Published October 16, 2012

RECENTLY, a politician from Punjab — after having switched political parties for the second time in 11 months — proclaimed that he’d now found ‘the right path, and the right group of people to tread it with’.

An earlier statement, recorded when he switched parties the first time around, was largely similar. Rather uncreatively, identification of the truth, repentance for past sins, and a newfound desire to serve the electorate, and the country at large, were common themes on both occasions.

This particular example is one of many such instances that we have and will see in the coming period.

Essentially, the constant switching and horse-trading — as it’s commonly called — highlights two important and deeply interconnected facets of Pakistan’s electoral reality.

The first is the lack of entrenchment of political parties, especially at the constituency level, where politics is fragmented along a wide variety of fractures and where party loyalty is only one determinant of voter behaviour.

In fact, contrary to popular beliefs about voting in rural or peri-urban areas, dependent voting — as popularly imagined through the oppressive landlord-peasant relationship — accounts for only a certain, usually insufficient, number of voters.
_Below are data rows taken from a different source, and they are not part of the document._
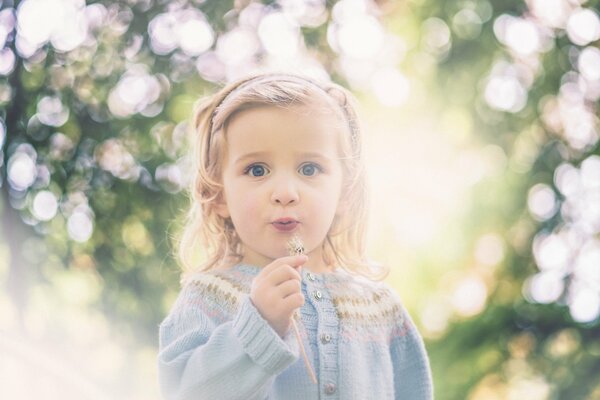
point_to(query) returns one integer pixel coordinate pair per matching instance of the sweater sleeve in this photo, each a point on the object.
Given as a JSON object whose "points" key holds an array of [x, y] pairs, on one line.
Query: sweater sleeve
{"points": [[412, 374], [237, 359]]}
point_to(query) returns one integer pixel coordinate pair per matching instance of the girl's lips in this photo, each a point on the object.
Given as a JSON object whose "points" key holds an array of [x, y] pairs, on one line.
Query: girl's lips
{"points": [[285, 227]]}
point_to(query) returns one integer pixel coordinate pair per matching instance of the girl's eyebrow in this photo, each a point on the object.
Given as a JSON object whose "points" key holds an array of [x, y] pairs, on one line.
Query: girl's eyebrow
{"points": [[256, 154]]}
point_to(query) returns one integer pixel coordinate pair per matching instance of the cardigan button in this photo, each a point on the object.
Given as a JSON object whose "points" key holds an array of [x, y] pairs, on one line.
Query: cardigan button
{"points": [[330, 388]]}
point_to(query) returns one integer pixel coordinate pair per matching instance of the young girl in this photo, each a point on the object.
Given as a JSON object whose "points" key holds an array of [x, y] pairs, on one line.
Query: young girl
{"points": [[280, 156]]}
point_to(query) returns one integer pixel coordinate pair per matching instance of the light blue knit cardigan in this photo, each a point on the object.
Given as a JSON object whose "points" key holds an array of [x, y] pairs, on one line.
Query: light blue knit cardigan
{"points": [[361, 343]]}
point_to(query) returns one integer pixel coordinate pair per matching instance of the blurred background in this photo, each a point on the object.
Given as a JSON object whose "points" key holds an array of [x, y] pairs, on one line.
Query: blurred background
{"points": [[482, 138]]}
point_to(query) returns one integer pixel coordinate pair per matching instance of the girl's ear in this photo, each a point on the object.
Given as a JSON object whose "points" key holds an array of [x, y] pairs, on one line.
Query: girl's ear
{"points": [[222, 210], [221, 207], [343, 206]]}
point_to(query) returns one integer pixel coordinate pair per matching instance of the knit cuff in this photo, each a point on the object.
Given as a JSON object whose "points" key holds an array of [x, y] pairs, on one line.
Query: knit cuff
{"points": [[261, 342]]}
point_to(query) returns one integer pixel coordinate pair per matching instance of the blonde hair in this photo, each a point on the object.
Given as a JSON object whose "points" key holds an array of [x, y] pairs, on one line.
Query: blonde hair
{"points": [[344, 244]]}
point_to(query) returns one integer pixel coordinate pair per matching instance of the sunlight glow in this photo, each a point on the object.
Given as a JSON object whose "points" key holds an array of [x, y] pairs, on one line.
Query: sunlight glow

In most constituencies, and this probably rings truer for Punjab, winning an election is about managing different political-economy and social interests in a way that produces winning coalitions at the constituency level. These interests, usually manifested in local factions known as dharas, are the building blocks of our electoral fabric.

To illustrate this point better, let’s take the example of a typical constituency in central Punjab — a geographical region that is politically significant at the macro level.

An average winning candidate would have secured a minimum of 45,000 votes, obtained from both rural and urban union councils through mobilisation conducted by village-level elites, and local urban actors like traders, contractors and other important businessmen.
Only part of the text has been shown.